Granato and his team are now in the process of developing beta site testing for iCubate’s gram-negative panel, which will detect the common gram-negative organisms responsible for septicemia or bacteremia, as well as detecting the presence of key resistance markers that these gram negative bacteria might harbor.
Regarding Han’s vision of the iCubate technology eventually finding its way into pharmacies and other point-of-care settings, Granato noted that iCubate “would have a greatly simplified assay, low complexity, which means it can be performed anywhere to determine as to what a patient might have.”

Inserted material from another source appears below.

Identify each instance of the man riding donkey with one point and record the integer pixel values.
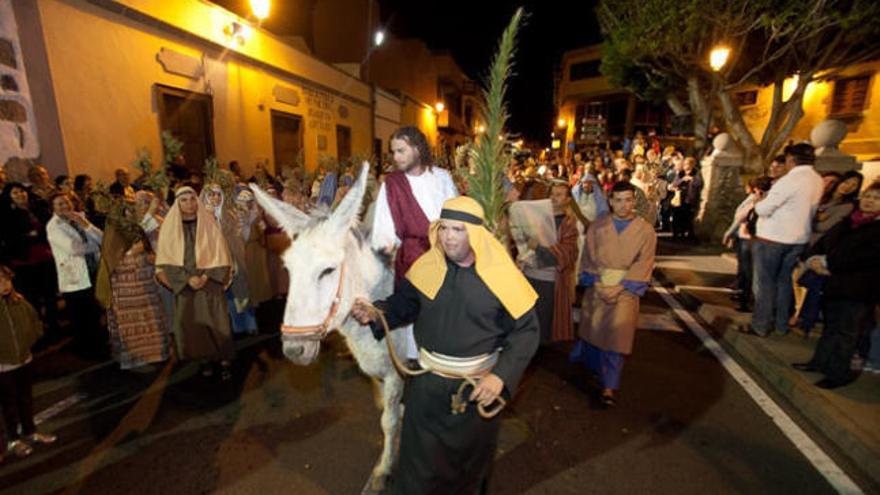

Granato believes that the future device might not evaluate septicemia, but could help diagnose if a patient has a localized, common infection that is not life threatening but needs to be evaluated, like influenza or strep throat.
“I think that’s the eventual goal, and obviously that’s not going to happen this year, not likely to happen next year, but it’s in the future plans as this technology becomes more robust, in terms of to offer a broader menu of molecular targets you can screen for,” he added.
Since its inception, iCubate has been mostly angel funded by investors in the southeast US. Moving forward, the company will look toward identifying and securing additional funding from that region. iCubate currently generates revenues by working with assay marketing partners, including iRepertoire, a startup founded by Han in 2009.